As an org if you use CircleCI, over time you will notice that config file really increase in length. One of the repos I worked on hit ~3000 lines. It starts becoming unwieldy, reviewing changes is hard and making changes is harder still. Sadly CircleCI doesn’t support reading from multiple files. But do not fret, this blog post will show you how you can do this.

Turns out Circle built most of what is required, into their CLI. Read about it here. Start out by breaking your config into multiple files as described in the circle article. You can see how I broke up my yml in this repo.

Through the rest of this post we refer to the smaller yml file as sub-ymls and the main config.yml as the config.

The .circleci/src directory contains the files that combine to to form .circleci/config.yml. We have a make command make circle-config which combines the sub-ymls to the main config.

The interesting part which isn’t covered by CircleCI is how you force a build to break if someone modifies one of the sub-ymls and forgets to compile the main config. Notice in the lint and test file, we have a command that fails the build if CircleCI config was not generated.

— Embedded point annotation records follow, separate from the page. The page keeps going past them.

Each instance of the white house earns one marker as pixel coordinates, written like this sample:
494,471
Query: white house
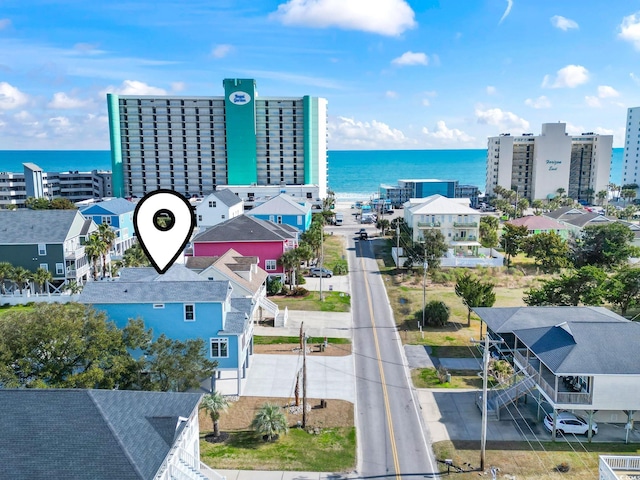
218,207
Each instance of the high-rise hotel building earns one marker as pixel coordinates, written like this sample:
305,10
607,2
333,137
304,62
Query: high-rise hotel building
538,165
630,172
256,146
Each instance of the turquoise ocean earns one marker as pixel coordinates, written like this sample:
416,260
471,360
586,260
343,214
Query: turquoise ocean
353,174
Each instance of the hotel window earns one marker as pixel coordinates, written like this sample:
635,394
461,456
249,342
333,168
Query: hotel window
219,348
189,312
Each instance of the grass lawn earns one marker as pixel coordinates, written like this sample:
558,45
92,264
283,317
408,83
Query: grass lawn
526,461
332,450
333,302
264,340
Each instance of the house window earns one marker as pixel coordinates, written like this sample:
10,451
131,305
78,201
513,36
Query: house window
219,347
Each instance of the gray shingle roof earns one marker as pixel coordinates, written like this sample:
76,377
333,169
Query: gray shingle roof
586,348
508,319
141,291
246,228
80,434
35,226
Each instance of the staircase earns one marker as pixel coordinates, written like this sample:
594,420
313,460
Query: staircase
501,396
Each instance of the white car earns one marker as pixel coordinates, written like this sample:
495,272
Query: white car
568,423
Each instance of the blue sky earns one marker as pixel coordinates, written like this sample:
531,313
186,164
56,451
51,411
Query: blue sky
398,74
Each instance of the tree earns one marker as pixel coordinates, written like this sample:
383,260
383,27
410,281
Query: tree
215,404
107,236
5,273
436,313
270,422
42,276
622,289
511,239
489,232
550,251
474,293
95,248
20,276
605,245
583,286
134,256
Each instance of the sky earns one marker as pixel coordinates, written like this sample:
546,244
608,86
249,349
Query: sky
397,74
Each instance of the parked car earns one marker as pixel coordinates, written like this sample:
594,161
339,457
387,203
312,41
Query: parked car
317,272
569,423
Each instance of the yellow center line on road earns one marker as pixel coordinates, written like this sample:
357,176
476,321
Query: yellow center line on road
394,449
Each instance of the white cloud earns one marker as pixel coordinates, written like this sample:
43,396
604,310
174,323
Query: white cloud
563,23
345,133
592,101
506,12
501,119
221,51
630,29
384,17
605,91
448,135
540,102
177,86
62,101
570,76
11,97
135,87
411,58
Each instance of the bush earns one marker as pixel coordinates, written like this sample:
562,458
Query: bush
436,313
341,268
274,286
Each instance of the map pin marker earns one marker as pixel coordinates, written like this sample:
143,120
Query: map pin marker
164,222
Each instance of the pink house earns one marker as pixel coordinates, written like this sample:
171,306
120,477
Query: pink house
248,236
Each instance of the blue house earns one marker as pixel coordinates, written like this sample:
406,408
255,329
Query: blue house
181,305
118,213
283,209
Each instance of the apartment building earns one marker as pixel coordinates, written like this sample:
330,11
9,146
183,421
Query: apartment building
194,144
538,165
632,148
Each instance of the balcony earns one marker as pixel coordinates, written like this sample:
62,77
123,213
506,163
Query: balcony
546,380
465,224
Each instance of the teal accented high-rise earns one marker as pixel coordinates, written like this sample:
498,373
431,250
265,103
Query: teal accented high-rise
194,144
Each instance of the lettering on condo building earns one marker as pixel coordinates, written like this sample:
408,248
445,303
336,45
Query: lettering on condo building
239,98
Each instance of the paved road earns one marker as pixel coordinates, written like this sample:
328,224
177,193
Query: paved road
391,437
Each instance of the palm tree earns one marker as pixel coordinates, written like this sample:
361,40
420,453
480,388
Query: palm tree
215,404
5,273
108,236
20,276
270,421
95,248
41,277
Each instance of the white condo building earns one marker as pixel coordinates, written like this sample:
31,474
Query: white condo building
630,172
538,165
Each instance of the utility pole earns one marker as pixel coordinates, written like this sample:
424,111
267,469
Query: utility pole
304,382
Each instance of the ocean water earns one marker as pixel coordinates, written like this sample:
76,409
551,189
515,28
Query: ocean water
353,174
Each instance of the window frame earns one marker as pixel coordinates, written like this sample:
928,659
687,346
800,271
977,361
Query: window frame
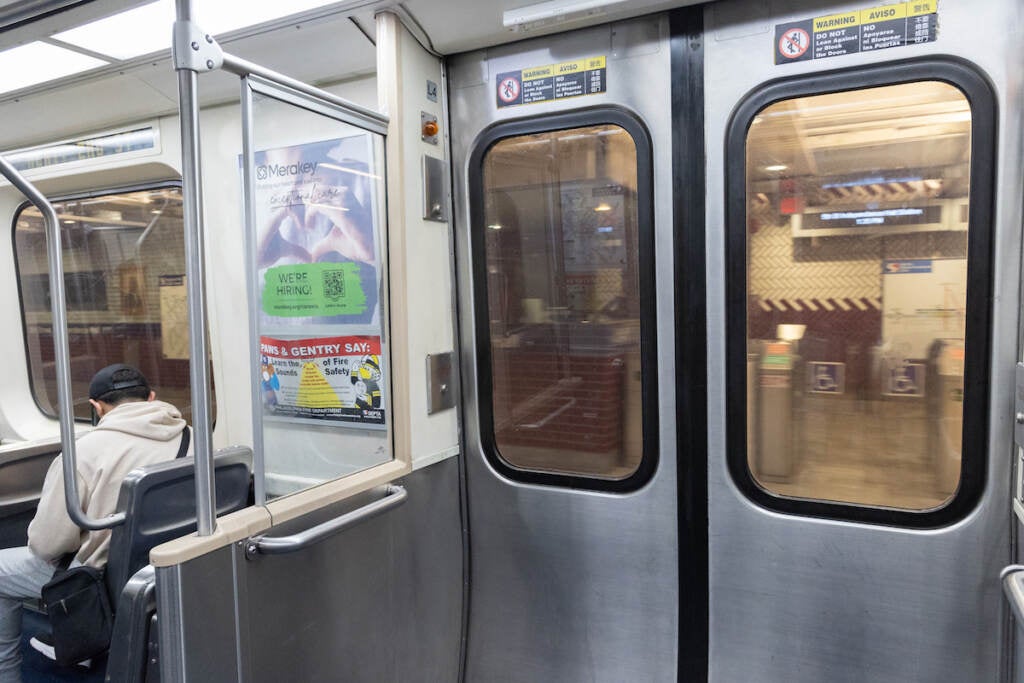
92,194
646,260
981,98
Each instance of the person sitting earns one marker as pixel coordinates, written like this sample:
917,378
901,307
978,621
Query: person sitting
134,429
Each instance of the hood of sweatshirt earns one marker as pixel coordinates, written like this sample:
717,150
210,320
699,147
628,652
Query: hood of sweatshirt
150,419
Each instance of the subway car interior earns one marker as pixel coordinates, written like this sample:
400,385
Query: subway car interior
577,340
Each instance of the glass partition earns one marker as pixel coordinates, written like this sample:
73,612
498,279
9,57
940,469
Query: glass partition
316,201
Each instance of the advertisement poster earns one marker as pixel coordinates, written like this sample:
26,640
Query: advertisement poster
174,316
317,233
325,378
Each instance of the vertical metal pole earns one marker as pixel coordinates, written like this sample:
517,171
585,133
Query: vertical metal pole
192,189
252,274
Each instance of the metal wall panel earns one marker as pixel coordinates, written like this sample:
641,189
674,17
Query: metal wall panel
568,585
381,601
800,599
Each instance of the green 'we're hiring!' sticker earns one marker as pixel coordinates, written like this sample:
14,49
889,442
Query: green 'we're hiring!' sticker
313,290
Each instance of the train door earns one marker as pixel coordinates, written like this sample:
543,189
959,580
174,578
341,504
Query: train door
560,146
863,270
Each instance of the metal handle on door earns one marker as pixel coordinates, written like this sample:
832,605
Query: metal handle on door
260,545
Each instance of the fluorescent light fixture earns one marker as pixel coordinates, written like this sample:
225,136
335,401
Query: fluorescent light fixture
791,332
555,11
217,16
128,34
147,29
37,62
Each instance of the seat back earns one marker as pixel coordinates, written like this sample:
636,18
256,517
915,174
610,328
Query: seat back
160,505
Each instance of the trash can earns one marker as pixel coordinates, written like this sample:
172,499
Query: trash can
775,390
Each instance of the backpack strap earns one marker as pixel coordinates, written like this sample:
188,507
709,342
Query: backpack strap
185,437
64,562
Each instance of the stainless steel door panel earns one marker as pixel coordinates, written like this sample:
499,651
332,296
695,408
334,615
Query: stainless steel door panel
569,585
377,602
799,599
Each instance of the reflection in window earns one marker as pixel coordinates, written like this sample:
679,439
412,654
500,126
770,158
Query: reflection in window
562,285
857,219
124,283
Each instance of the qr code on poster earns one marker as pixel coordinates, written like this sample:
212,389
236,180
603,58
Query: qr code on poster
334,284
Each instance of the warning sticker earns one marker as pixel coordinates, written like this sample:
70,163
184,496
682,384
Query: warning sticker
543,84
862,31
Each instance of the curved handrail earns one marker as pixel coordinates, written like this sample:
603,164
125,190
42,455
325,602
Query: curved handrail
261,545
61,352
1013,587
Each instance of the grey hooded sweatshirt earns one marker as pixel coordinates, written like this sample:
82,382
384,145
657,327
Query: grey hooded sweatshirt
131,435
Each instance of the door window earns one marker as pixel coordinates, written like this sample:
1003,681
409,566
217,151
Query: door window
857,248
563,263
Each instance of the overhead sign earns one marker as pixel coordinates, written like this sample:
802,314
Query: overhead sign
858,31
550,82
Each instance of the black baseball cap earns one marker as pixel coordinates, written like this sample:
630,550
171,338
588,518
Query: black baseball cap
127,378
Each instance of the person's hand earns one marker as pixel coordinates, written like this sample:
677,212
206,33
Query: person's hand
352,241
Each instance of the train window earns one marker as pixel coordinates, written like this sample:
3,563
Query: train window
858,237
564,229
124,283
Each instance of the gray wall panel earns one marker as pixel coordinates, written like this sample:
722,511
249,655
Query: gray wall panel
381,601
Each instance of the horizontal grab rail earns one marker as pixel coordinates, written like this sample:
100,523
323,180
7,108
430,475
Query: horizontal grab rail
261,545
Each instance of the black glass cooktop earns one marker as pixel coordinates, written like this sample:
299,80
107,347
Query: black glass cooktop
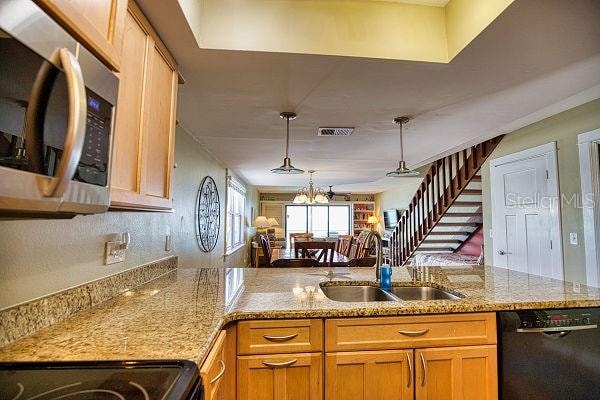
98,380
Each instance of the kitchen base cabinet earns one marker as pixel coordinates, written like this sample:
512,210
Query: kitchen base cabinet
214,368
365,375
295,376
414,357
457,373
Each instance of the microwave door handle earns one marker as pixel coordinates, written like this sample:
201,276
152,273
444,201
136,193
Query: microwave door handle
76,123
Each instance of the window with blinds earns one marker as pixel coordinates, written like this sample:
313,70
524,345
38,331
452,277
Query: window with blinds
236,204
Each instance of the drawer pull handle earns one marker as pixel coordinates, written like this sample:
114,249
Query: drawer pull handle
423,380
220,374
414,333
408,357
280,338
282,364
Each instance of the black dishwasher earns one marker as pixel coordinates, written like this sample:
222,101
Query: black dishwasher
550,354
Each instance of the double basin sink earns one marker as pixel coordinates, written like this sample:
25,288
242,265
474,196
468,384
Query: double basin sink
357,293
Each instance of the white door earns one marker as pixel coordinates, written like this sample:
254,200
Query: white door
589,165
526,212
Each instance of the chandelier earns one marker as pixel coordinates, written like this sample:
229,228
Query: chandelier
311,195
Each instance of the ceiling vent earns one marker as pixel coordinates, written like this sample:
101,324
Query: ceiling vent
335,131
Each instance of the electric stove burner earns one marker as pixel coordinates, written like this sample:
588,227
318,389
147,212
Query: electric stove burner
101,380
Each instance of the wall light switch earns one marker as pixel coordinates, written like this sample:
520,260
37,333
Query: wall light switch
168,242
573,238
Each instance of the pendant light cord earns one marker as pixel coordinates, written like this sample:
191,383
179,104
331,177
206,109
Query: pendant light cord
287,136
401,144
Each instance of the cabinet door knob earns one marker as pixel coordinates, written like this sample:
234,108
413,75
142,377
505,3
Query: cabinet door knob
414,333
408,357
280,338
424,378
281,364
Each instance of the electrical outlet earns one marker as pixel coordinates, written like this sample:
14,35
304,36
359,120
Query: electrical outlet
114,253
573,238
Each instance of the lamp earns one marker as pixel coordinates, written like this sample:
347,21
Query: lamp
310,195
372,220
287,167
261,222
402,171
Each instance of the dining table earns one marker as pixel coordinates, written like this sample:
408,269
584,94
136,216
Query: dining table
339,260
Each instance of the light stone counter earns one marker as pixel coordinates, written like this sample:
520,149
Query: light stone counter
179,315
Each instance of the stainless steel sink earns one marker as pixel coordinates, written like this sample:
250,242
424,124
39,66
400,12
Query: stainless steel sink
357,293
422,293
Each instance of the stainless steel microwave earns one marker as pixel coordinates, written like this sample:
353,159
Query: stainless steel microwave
57,109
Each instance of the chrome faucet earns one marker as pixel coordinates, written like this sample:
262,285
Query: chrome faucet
375,236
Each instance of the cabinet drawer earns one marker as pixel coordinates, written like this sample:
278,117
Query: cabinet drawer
381,333
214,368
280,336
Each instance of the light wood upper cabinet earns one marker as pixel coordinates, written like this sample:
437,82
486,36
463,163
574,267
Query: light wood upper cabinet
142,166
98,24
366,375
296,376
457,373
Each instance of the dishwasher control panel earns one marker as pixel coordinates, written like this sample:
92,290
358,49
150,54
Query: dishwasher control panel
555,318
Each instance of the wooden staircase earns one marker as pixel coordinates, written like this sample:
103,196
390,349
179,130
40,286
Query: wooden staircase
446,209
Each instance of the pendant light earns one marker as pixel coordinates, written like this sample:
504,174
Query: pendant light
287,167
402,171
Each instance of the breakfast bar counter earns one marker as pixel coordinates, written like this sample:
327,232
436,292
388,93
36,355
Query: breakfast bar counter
180,314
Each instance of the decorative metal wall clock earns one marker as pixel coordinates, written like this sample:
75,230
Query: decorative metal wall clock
208,214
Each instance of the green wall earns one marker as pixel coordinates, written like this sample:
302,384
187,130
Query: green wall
563,129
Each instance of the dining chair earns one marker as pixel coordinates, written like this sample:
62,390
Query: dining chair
363,262
327,250
362,249
344,244
266,246
295,263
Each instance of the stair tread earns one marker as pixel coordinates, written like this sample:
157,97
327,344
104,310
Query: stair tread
459,214
472,191
448,249
440,241
450,233
467,204
442,224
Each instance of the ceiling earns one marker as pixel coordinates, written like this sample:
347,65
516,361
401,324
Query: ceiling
539,57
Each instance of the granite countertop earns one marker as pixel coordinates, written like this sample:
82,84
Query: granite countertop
179,315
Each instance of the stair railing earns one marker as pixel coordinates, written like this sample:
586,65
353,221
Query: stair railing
444,182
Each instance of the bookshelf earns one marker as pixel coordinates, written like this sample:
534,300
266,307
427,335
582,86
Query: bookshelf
361,211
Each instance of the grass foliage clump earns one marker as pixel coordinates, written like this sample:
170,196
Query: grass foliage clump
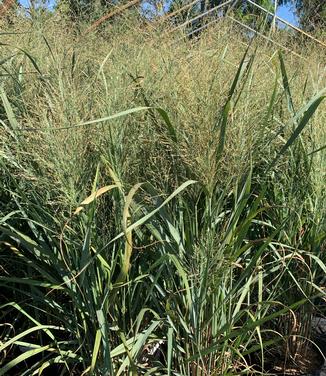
159,193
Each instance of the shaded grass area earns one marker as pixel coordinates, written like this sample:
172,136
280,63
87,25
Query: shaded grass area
159,193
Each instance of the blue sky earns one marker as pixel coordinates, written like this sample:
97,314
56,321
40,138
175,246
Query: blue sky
283,11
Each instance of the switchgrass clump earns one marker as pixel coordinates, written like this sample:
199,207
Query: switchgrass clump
163,201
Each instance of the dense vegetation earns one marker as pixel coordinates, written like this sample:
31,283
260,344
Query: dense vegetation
159,193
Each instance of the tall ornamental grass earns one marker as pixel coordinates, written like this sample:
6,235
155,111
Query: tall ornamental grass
162,201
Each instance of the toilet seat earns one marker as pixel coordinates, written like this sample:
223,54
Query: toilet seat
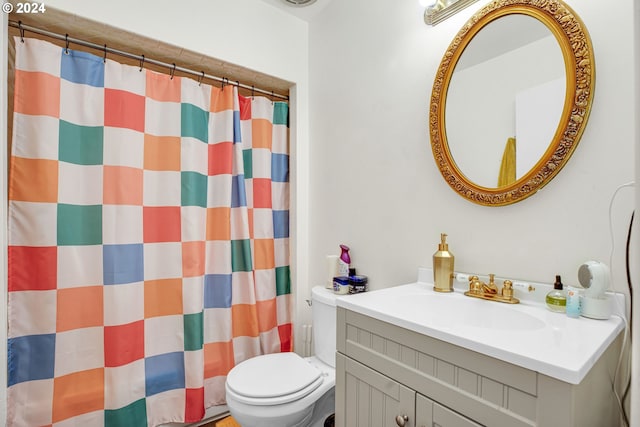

- swissknife/build_and_check_circle_config:
    custom-error-message: Please run "make circle-config" and push up.
    fail-if-dirty: true

An example pull request shows how the build is failed if only the sub ymls and not the main config.yml is modified. This prevents divergence of code.

circleci test breaking

Swissknife is an orb, that has multiple useful commands and the build_and_check_circle_config commands fails the build if git is dirty after the circle config was generated.

In this example Swissknife checks if git is dirty after generating circle config. This means if anyone modified config directly or they modify the sub-ymls and not generate the config, the build will fail. The command can also be set up to push the difference in config to the origin.